By reducing competition, keystone species allow more species to coexist on the same resource. Consequently they contribute to maintaining diversity in the community. Keystone species can be considered a special case of a more general phenomenon, disturbance. Periodic natural disturbances such as fires and hurricanes also can prevent monopolization of resources and competitive exclusion by a few broadly adapted competitors. Ecologists now believe that disturbances permit more species to coexist in such highly diverse communities as coral reefs and rain forests.

Parasites are often considered freeloaders because they appear to get something from their hosts for nothing.

Ectoparasites such as ticks and lice infect many different kinds of animals. The host provides nutrition from its body and aids in dispersal of the parasite. However, we must consider that the evolutionary pathway to parasitism from free-living forms often has costs as well as benefits. Endoparasites such as tapeworms (see Acoelomate Animals), have lost their ability to choose habitats. Also, because they must move among hosts to complete their life cycle, the chance that a single individual will live to reproduce is very low. The more intermediate hosts involved in a parasite’s life cycle, the lower the likelihood of success, and the greater reproductive output must be to balance mortality.

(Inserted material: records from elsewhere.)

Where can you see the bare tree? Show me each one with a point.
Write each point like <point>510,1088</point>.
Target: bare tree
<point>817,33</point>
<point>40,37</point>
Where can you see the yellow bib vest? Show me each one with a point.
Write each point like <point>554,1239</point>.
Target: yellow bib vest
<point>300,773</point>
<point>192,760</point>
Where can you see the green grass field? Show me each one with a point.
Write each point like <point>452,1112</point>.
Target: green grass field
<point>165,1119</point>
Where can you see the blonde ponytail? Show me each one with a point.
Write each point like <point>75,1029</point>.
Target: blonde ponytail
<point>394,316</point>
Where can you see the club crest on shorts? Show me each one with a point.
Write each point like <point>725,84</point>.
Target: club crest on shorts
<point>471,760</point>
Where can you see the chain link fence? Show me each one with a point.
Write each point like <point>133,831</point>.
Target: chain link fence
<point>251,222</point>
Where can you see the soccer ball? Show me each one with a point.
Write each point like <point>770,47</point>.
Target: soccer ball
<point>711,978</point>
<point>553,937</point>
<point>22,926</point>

Biologists often are puzzled by the complexity of parasite-host relationships. For example, one of the trematode parasites of the marine gastropod Ilyanassa obsoleta actually changes its host’s behavior to complete its life cycle. These snails live in sandy-bottomed intertidal habitats in eastern North America. If the snails are exposed to air when the tide recedes, they normally burrow into the sand to avoid desiccation. If, however, a snail is infected with the trematode Gynaecotyla adunca, it moves shoreward on high tides preceding low night tides to be left on the beach on the receding tide. Then, as in the legend of the Trojan Horse, the snail sheds cercariae into the sand where they can infect the next intermediate host, a beach-living crustacean. The crustacean may then be eaten by a gull or other shorebird, the definitive hosts for this trematode. The life cycle is completed when the bird defecates into the water, releasing eggs from which hatch the larvae that will infect more snails.

Figure 40-12 The experimental removal of a keystone species, the predatory sea star Pisaster ochraceus, from an intertidal community completely changes the structure of the community. With their principal predator missing, mussels form dense beds by outcompeting and replacing other intertidal species.

How could this parasite evolve to depend upon the transfer from an aquatic intermediate host to another intermediate host that lives on land? The answer may be that the life cycle of this parasite has been around longer than the crustaceans have occupied land. When the crustacean evolved its terrestrial habit it simply brought the parasite along.

Coevolution between parasite and host may be expected to generate an increasingly benign, less virulent relationship. Selection would favor a benign relationship, because a parasite’s fitness is diminished if its host dies. This traditional view has been challenged in recent years. Virulence is correlated, at least in part, with availability of new hosts. When alternative hosts are common and transmission rates are high, a host’s life is of less value to a parasite, which may become more virulent.